Counting calories during the work week is easy. My Monday thru Friday is so repetitive in its routine that looking up the caloric content of every single hunger pain craving is a form of entertainment. Coffee with honey has 76 calories. Coffee black has none and ruins the joy of having coffee in the morning altogether, so that’s 152 calories every 7am that I kiss goodbye like the lover I wish I had. 

Six ounces of white wine has 145 calories whereas a white wine spritzer knocks 38 calories off but is only available in a plastic cup, costs $15, and sides with festival favorites like smothered fries, funnel cake and a hotdog with everything. 

A slice of cheesecake has 401 calories whereas cheesecake flavored yogurt only has 180. Woo.

Berry balls and undiscernable little white things add to 180 calories of not very good.

It’s fair to say I tried the yogurt. It tasted like Frankenberry cereal and for a moment, I was eight again and sitting in my grandma’s kitchen, wishing I had had a bowl of Count Chocula instead. The artifice of crunchy, tiny, berry balls fooled no one. Better luck next time, Chobani.

It got me to thinking about the cost of things. Is a slice of real cheesecake worth the additional 221 calories? Those extra calories are equivalent to a three-mile walk or forty-five minutes of hard yard work. Add both chores together and not only do you have a slice of cheesecake with twenty calories left over, but also a cleaned yard and a happy dog. A resounding yes to the worth of it all and a Saturday well spent. 

Worth it. Every last bite says “yes”.

A glass of wine is equivalent to one-half an hour of housecleaning. This is calculus I can do. 

The math mission is designed to squeeze the allotted calories each day into a single digit pair of jeans. Comfortably. 

It’s adding and subtracting to balance out proportions of satisfaction and self-worth. I love the bounty of beautiful, curvy flavors but prefer them to not impact where my denim rips or why. 

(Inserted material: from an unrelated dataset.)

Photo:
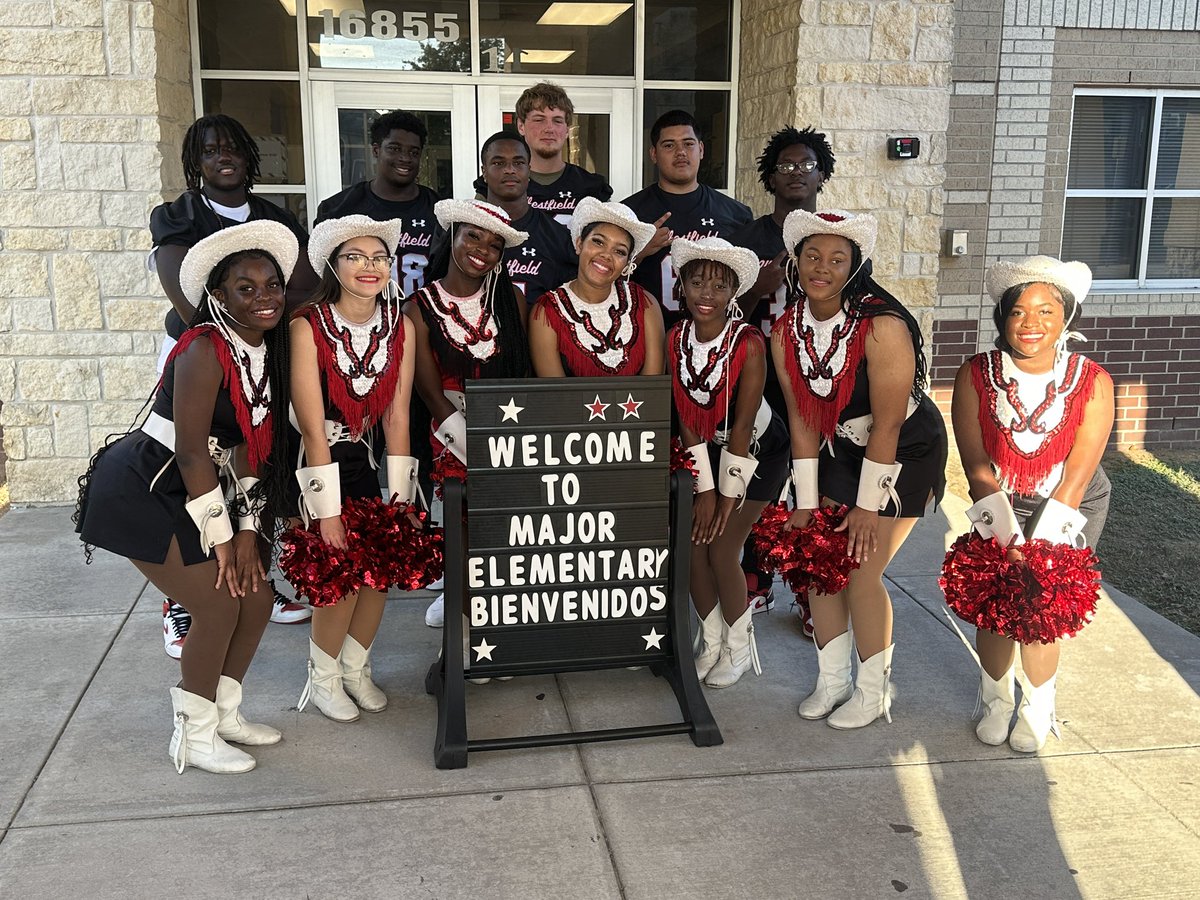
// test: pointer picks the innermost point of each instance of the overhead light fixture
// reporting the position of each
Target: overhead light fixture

It means exercising like I mean it instead of renaming my regular chores of folding laundry as “yoga”, vacuuming as “calisthenics”, or cleaning gutters as “working the stairmaster.” 

Though all these things count in the calorie bonfire, none of them, even added together, amount to a single donut or a piece of coffee cake, so Saturday mornings kinda suck now.  Just like that, a lifelong tradition gets thrown out along with the stuff left behind from last year’s boyfriend. (To be honest, it’s been closer to 18 months and the stuff got thrown out by day two of the breakup). 

To be clear: I’m not losing weight because of him. He has nothing to do with the dynamic duo of a diminishing metabolism and poor will-power. Those are all mine. Where he has influenced me, however, is that there was some part of me that attracted and accepted a very unhappy and self-defeating person into my life. As much as I hated to admit it, in the closet behind the baggy dresses, was hidden a part of me that aligned with this. People meet in their broken places, and I met that guy. 

It was a reflection that I certainly didn’t want to see but could no longer un-see.  

Frugality, it turns out, was a creative way to disguise my unworthiness. It looked a lot like a busy floral print.

Self-repair, in the time since, has looked like a dog, a new pair of running shoes, a yoga video, a therapist, a self-help book or two, fifteen or so amazing girlfriends, roller skates, a hula-hoop, highlights, whiter teeth, a longer patio table, more chairs, and a quest for a low-fat cheesecake recipe. 

I’ve been adding and subtracting the sums of what I want, what I don’t want, how I want to be and how I’m going to get there. There’s no calculator involved. It’s pretty simple math that starts with knowing that no matter what size is embroidered into the label on my clothes, I am always worth a full slice of real cheesecake with real strawberries on top and that the crunchy little berry balls will never cut it in a life inclined towards happily-ever-after.

It’s time to clean the closet. My jeans are counting on me.